De son côté, l’Élysée a également réagi à cette histoire en publiant, à la fois en français et en anglais, le message suivant, accompagné de deux photos : « Quand l’unité européenne dérange, la désinformation va jusqu’à faire passer un simple mouchoir pour de la drogue. Cette fausse information est propagée par les ennemis de la France, à l’extérieur comme à l’intérieur. Vigilance face aux manipulations. »

L’Élysée multiplie les sorties sur X pour s’opposer à certaines allégations

La prise de parole de l’Élysée sur cette affaire n’est pas une première. Ces derniers mois, la présidence de la République est intervenue de plus en plus directement pour contester des allégations contre le chef de l’État ou la politique de la France. Selon le palais de l’Élysée, une rumeur vite démentie est une rumeur qui disparait rapidement. Cette stratégie, en tout cas, est de plus en plus mise en œuvre.

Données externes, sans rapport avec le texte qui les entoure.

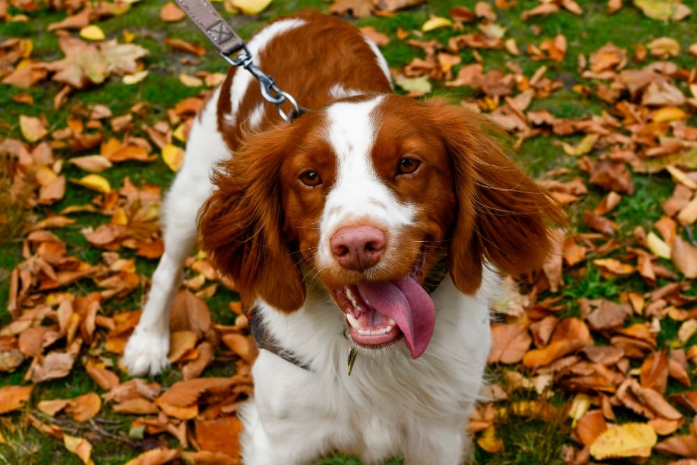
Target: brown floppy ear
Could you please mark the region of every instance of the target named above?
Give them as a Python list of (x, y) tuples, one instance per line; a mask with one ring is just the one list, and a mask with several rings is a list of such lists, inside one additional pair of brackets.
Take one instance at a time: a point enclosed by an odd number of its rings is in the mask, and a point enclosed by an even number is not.
[(475, 294), (484, 259), (512, 275), (539, 268), (551, 246), (549, 228), (565, 224), (565, 214), (503, 153), (493, 123), (464, 107), (436, 105), (459, 204), (448, 264), (455, 285)]
[(256, 135), (213, 176), (217, 190), (201, 207), (199, 230), (215, 266), (232, 277), (247, 307), (257, 297), (284, 312), (305, 302), (297, 254), (282, 236), (278, 173), (285, 133)]

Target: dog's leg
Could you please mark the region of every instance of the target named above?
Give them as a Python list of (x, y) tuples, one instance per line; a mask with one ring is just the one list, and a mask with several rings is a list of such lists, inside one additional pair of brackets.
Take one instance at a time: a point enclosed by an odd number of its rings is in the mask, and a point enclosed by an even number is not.
[(405, 444), (404, 465), (462, 465), (466, 444), (461, 429), (459, 425), (435, 421), (422, 424), (420, 431)]
[(164, 253), (153, 275), (143, 314), (128, 340), (123, 363), (131, 376), (160, 372), (169, 365), (169, 315), (181, 268), (196, 242), (196, 217), (210, 195), (213, 165), (230, 156), (217, 130), (216, 92), (189, 135), (184, 164), (162, 205)]

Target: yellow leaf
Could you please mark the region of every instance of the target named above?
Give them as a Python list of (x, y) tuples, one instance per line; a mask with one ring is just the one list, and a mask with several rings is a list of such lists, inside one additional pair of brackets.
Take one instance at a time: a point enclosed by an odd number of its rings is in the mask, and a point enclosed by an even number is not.
[(590, 397), (588, 394), (579, 392), (574, 397), (571, 409), (569, 410), (569, 417), (572, 418), (571, 427), (575, 428), (576, 422), (585, 415), (590, 408)]
[(572, 145), (567, 144), (566, 142), (562, 144), (562, 147), (564, 148), (564, 151), (568, 155), (585, 155), (592, 149), (593, 146), (595, 145), (595, 142), (597, 140), (597, 134), (589, 134), (583, 137), (581, 141), (579, 142), (579, 145), (575, 147)]
[(653, 231), (650, 232), (646, 236), (646, 246), (649, 247), (649, 250), (653, 252), (654, 255), (662, 259), (671, 259), (671, 246), (664, 242)]
[(36, 142), (48, 134), (40, 119), (23, 114), (20, 115), (20, 130), (28, 142)]
[(269, 6), (271, 0), (231, 0), (230, 3), (235, 10), (243, 15), (256, 15)]
[(127, 86), (131, 86), (134, 84), (138, 84), (143, 79), (146, 78), (148, 75), (148, 70), (144, 70), (143, 71), (139, 71), (138, 73), (134, 73), (132, 75), (126, 75), (123, 78), (121, 81), (123, 84)]
[(103, 40), (107, 38), (102, 28), (95, 24), (85, 26), (80, 29), (80, 37), (88, 40)]
[(684, 321), (677, 330), (677, 339), (684, 344), (696, 333), (697, 333), (697, 320), (687, 320)]
[(123, 43), (126, 44), (130, 44), (133, 42), (133, 40), (135, 40), (135, 38), (137, 37), (135, 33), (130, 31), (126, 31), (125, 29), (123, 29), (121, 34), (123, 36)]
[(676, 183), (680, 183), (689, 189), (692, 189), (693, 190), (697, 190), (697, 183), (687, 176), (684, 171), (678, 169), (672, 165), (666, 166), (666, 169), (667, 169), (668, 172), (671, 174), (671, 176), (673, 176), (673, 179)]
[(685, 119), (689, 115), (679, 107), (664, 107), (654, 112), (653, 115), (652, 115), (653, 121), (657, 123)]
[(627, 457), (649, 457), (656, 445), (656, 432), (645, 423), (625, 423), (601, 433), (590, 445), (596, 460)]
[(414, 92), (423, 95), (431, 91), (431, 82), (428, 76), (407, 77), (404, 75), (395, 76), (395, 83), (407, 92)]
[(503, 447), (503, 441), (496, 437), (496, 430), (493, 425), (484, 430), (482, 436), (477, 439), (477, 443), (490, 454), (498, 452)]
[(423, 26), (421, 26), (421, 30), (423, 32), (428, 32), (429, 31), (433, 31), (434, 29), (437, 29), (441, 27), (447, 27), (448, 26), (452, 26), (452, 22), (447, 18), (441, 17), (440, 16), (431, 16), (431, 18), (424, 23)]
[(644, 15), (653, 20), (680, 21), (689, 15), (690, 9), (675, 0), (634, 0)]
[(85, 465), (94, 465), (94, 462), (90, 458), (92, 454), (92, 445), (89, 441), (64, 434), (63, 443), (65, 444), (66, 449), (79, 457)]
[(179, 171), (184, 162), (184, 151), (176, 145), (167, 144), (162, 147), (162, 160), (173, 171)]
[(184, 124), (180, 124), (172, 131), (172, 137), (180, 142), (186, 142), (186, 135), (184, 134)]
[(79, 179), (70, 179), (70, 181), (98, 192), (107, 194), (112, 191), (109, 181), (98, 174), (88, 174)]
[(187, 87), (200, 87), (204, 85), (204, 80), (195, 76), (184, 74), (179, 75), (179, 80)]
[(80, 169), (89, 171), (91, 173), (101, 173), (107, 168), (111, 168), (113, 165), (112, 162), (106, 157), (101, 155), (86, 155), (82, 157), (73, 157), (68, 160), (68, 163), (72, 163)]

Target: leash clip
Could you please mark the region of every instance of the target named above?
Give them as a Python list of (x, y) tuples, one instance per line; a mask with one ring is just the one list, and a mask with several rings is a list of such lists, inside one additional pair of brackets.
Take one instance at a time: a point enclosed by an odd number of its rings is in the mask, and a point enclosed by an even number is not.
[[(242, 52), (236, 58), (231, 58), (229, 54), (221, 52), (220, 56), (232, 66), (242, 67), (250, 72), (259, 82), (261, 96), (270, 103), (276, 105), (278, 114), (284, 121), (292, 121), (302, 114), (296, 99), (291, 94), (278, 88), (273, 78), (260, 70), (252, 59), (252, 52), (247, 47), (247, 44), (243, 44), (239, 49)], [(293, 107), (289, 113), (286, 113), (282, 105), (288, 102)]]

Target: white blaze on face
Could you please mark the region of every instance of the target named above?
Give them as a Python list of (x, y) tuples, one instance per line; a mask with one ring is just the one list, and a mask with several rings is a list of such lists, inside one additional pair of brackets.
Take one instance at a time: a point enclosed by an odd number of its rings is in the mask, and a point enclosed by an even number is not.
[(329, 242), (341, 227), (355, 224), (357, 220), (369, 222), (385, 231), (389, 250), (392, 234), (413, 220), (413, 208), (398, 201), (373, 165), (372, 152), (378, 132), (374, 113), (381, 100), (376, 97), (339, 102), (327, 109), (325, 137), (334, 150), (337, 176), (320, 226), (321, 266), (332, 263)]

On l’a vu en action ce printemps après la publication de l’article de Blast affirmant qu’Emmanuel Macron désirerait s’offrir une Aston Martin, la voiture de James Bond, sujet que la présidence a qualifié de « honteux mensonge », « grotesque » et « faux », qui plus est sans contact préalable entre la rédaction et l’Élysée — Blast a indiqué par la suite qu’il maintenait toutefois ces informations.

Il y a d’autres exemples : l’exécutif a démenti la rumeur d’une nouvelle dissolution de l’Assemblée nationale dès cet automne. Il a aussi contesté la description faite sur CNews d’une rencontre entre Donald Trump et Volodymyr Zelensky, lors de laquelle Emmanuel Macron aurait été écarté. Idem pour le bruit de couloir évoquant une tentative d’ingérence de Paris dans le processus du conclave pour désigner le nouveau pape.

Cette stratégie rencontre un succès mitigé sur les réseaux sociaux, dans la mesure où beaucoup d’internautes, en réponse, disent ne pas accorder de crédit à ces démentis successifs. De toute évidence, elle ne permet pas non plus, pour l’instant, d’empêcher l’émergence de nouvelles rumeurs, au fil des mois. Elle a toutefois un mérite aux yeux de l’Élysée : occuper le terrain et ne pas laisser qu’un seul narratif se déployer.